EUGENE, Ore. — For the last seven years, as Dana Altman and his staff have crisscrossed the country in search of elite hoops talent, they’ve always come back to the same question when evaluating a prospect.
Is this guy good enough to help us beat Arizona?
The Wildcats have been the toast of the Pac-12 during Altman’s Oregon tenure, winning the regular season or conference tournament championship (or both) in three of those six seasons. They’ve been to three Elite Eights since 2011 and before the season began, they looked poised to challenge for another conference title and deep NCAA tournament run.
The team picked to win the Pac-12 in the preseason poll though? That would be the Ducks. While Arizona has typically fared better in attracting bluechip recruits, Oregon prides itself as a developmental program. Altman’s teams, as his players will tell you, always get better as the season goes on. Still, Altman said that when the Ducks signed four-star guard Dillon Brooks out of Findlay Prep in 2014 and national NJCCA player of the year Chris Boucher in 2015, he and his staff felt like those players hadn’t been given the national attention they deserved. He sold them on coming to Eugene to prove themselves.
They did exactly that on Saturday, when the Ducks embarrassed Arizona at Matt Knight Arena, using tremendous accuracy from long range (16-for-25 from three, 64%) to jump out to a 36–11 lead before coasting to a 85–58 win. It was Arizona’s second-worst loss in Sean Miller’s eight years in Tucson.
Afterward Brooks, who finished with 18 points, three assists and three steals, said that in terms of tournament success, “We look up to Arizona and want to be just as good as them.”
But as the Ducks head to UCLA Thursday night a half-game behind Arizona in the Pac-12, they look to be on the brink of passing the Wildcats for the second season in a row.
While their offensive blitzkrieg drew attention, it was the Ducks’ defense that really stood out. Miller said afterward that the Wildcats’ perimeter defense wasn’t actually that bad, the Ducks were just in a groove. Brooks and fellow guard Tyler Dorsey (23 points on 6-for-6 from three) laughed gleefully after the game, saying they could not remember a time they had shot so well or had so much fun in their entire basketball careers.
The Ducks are not likely to shoot it that well again, especially outside of their home court. Altman joked afterward that maybe it was because the Ducks just talked through the gameplan instead of having a shootaround, and maybe no shootarounds going forward should be the gameplan. He told his guys before the season that typically a team shoots its best in 10 games, is average 10 games and is “not worth a darn” the 10 other games, and those are usually the ones that matter.
What may matter most for Oregon moving forward is the way the Ducks lock down on defense. On Saturday, they held the Wildcats to a miserable 25.9% from the field in the first half. Miller believes Oregon is in line for another deep NCAA tournament run, after its Elite Eight trip a season ago.

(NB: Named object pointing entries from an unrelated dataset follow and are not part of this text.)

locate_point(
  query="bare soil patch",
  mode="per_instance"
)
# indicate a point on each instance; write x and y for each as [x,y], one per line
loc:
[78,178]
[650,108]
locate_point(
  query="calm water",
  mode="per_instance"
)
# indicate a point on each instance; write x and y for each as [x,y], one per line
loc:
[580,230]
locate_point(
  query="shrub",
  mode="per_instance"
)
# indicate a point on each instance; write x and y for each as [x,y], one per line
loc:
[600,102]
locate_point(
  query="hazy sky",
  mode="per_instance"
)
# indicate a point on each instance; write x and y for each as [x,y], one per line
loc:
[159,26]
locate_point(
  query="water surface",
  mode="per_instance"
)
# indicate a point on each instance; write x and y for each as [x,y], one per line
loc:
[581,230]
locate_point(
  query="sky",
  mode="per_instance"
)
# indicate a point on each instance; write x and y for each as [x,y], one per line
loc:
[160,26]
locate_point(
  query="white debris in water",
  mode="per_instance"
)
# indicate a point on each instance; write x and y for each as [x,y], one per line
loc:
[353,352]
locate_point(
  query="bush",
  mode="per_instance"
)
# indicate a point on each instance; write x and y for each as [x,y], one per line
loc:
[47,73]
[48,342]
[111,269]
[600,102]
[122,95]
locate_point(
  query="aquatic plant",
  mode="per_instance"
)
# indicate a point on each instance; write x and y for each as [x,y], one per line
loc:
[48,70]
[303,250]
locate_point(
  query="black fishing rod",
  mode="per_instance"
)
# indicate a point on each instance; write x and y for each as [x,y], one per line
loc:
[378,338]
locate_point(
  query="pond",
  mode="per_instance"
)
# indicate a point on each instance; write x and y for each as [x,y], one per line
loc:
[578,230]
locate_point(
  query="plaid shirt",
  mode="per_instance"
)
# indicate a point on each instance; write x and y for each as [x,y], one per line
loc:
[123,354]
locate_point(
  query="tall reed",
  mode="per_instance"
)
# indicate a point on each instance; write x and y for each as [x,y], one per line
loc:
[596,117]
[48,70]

“They were a Final Four team last year, if you think about it: They were a one-seed, an incredible team from start to finish,” Miller said. “If you think about who they returned and who they’ve added, certainly they’re in the mix again.”
It’s who they brought back defensively that matters most. Oregon is second in the Pac-12—and 14th in the country—in efficiency. Guards who can slow dribblers and fly around are nice, but Oregon really separates itself in the paint, where Boucher and Jordan Bell await. If an opposing guard can get past the perimeter, the country’s leaders in blocked shots (Oregon averages 7.3 blocks per game) are there to protect the rim.
That defense will be tested against UCLA, the most efficient offensive team in the country. The Bruins lead the league in scoring (92.9 ppg), field goal percentage (53.5%) and three-point field goal percentage (42.4%). Everyone gets great shots (six players average at least 10 ppg) because they move the ball well, evidenced by their nation-leading 22.0 assists per game.
“We know what the problem is,” Brooks said of UCLA. “They can get it going anytime.”
Oregon escaped with an 89–87 win Dec. 28 in Eugene in both teams’ conference opener when Brooks hit a three with two seconds to go for the victory. UCLA shot 53.1% that night, but the Ducks were helped by 25 free throw attempts (UCLA shot just 12). Thursday, Oregon will need more of the defense it brought against Arizona to stay atop the Pac-12. After its Los Angeles trip—they play at USC on Saturday—the Ducks will host the Utah and Colorado then travel to the Bay Area before wrapping up the regular season with winless Oregon State. Arizona, by comparison, hosts the Cal Saturday, then travels to Washington before finishing with three consecutive home games.
“We’ve got a much tougher schedule left,” Altman said. “We’ve got our work cut out for us, and they’re still the front runner.”